Compare and Distinguish

Separate these pairs clearly:

  • volcano iterator vs vectorized execution
  • nested loop vs hash join vs sort-merge join
  • estimated vs actual row counts in a plan
  • strict 2PL vs snapshot isolation
  • WAL before-image vs after-image logging
  • redo phase vs undo phase in ARIES

Common Mistake Check

For each statement, identify the error:

  1. "JIT always beats volcano execution."
  2. "Hash join is always faster than nested loop for large inputs."
  3. "Histograms are only needed for non-uniform distributions; otherwise NDV is enough."
  4. "Under MVCC, readers and writers never interact."
  5. "Snapshot isolation is serializable."
  6. "WAL doubles storage write cost; sequentiality makes it worse, not better."

EXPLAIN-Reading Drill

For each described plan, list (a) the access path chosen, (b) the join algorithm, (c) the likely cost driver, (d) one change you would consider:

  1. Seq Scan on orders (rows=10^8) -> Hash Join (estimated 5 rows, actual 5*10^7) against a hash-built users table.
  2. Index Only Scan on idx_user_id (rows=200) returning exactly the projection columns.
  3. Nested Loop with outer filter users (rows=10^5) and inner Index Scan on orders_user_id.
  4. Merge Join with Sort child on one side and Index Scan on the other.
  5. Bitmap Heap Scan with two Bitmap Index Scan children ANDed together.
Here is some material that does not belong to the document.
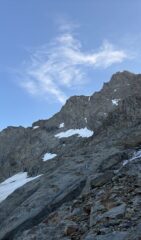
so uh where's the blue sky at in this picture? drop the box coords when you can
[1,0,141,130]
Join-Algorithm Cost Walkthrough

Run this cost walkthrough for a three-way join:

SELECT o.id, u.name, p.title
FROM orders o
JOIN users u ON o.user_id = u.id
JOIN products p ON o.product_id = p.id
WHERE u.country = 'DE' AND p.category = 'BOOKS';

Statistics:

  • orders: 10^8 rows, indexed by (user_id) and (product_id)
  • users: 10^6 rows, sel(country='DE') = 0.05, PK id
  • products: 5 * 10^5 rows, sel(category='BOOKS') = 0.1, PK id
  1. Estimate the size of each filtered input.
  2. For each of the two join orders (users ⨝ orders) ⨝ products and (products ⨝ orders) ⨝ users, pick join algorithms and justify.
  3. Compute a rough cost for each plan in terms of page reads.
  4. Which plan wins, and what assumption is that conclusion most sensitive to?

Concurrency Scenarios Log

For each interleaving, state the outcome under (a) strict 2PL and (b) snapshot isolation. If the two disagree, explain which anomaly is admitted or avoided.

  1. T1: r(A), w(A) and T2: r(A), w(A) overlapping.
  2. T1: r(A), w(B) and T2: r(B), w(A) overlapping.
  3. T1: r(rows WHERE status='OPEN'), w(new row with status='OPEN') alongside T2: r(same predicate).
  4. Long read T1 runs for 20 min while many T2..T100 write.
  5. T1: BEGIN; UPDATE A; UPDATE B; COMMIT and T2: BEGIN; UPDATE B; UPDATE A; COMMIT started in parallel.

WAL Recovery Walkthrough

Given the log tail:

100  CHECKPOINT active={T1} dirty={A:recLSN=98}
101 T1 UPDATE A before=0 after=1
102 T2 BEGIN
103 T2 UPDATE B before=0 after=5
104 T1 COMMIT
105 T3 BEGIN
106 T3 UPDATE C before=0 after=9
CRASH
  1. Which transactions are winners? Losers?
  2. Which pages are in the dirty-page table after Analysis?
  3. From which LSN does Redo begin? What records does it reapply?
  4. In what order are loser transactions undone? What CLRs are written?
  5. If a second crash happens during step 4, describe exactly how the next restart proceeds.

Evidence Check

This page is complete only if you can read a real EXPLAIN plan, spot the cost driver, and walk through a crash recovery scenario in sentences -- not in formulas.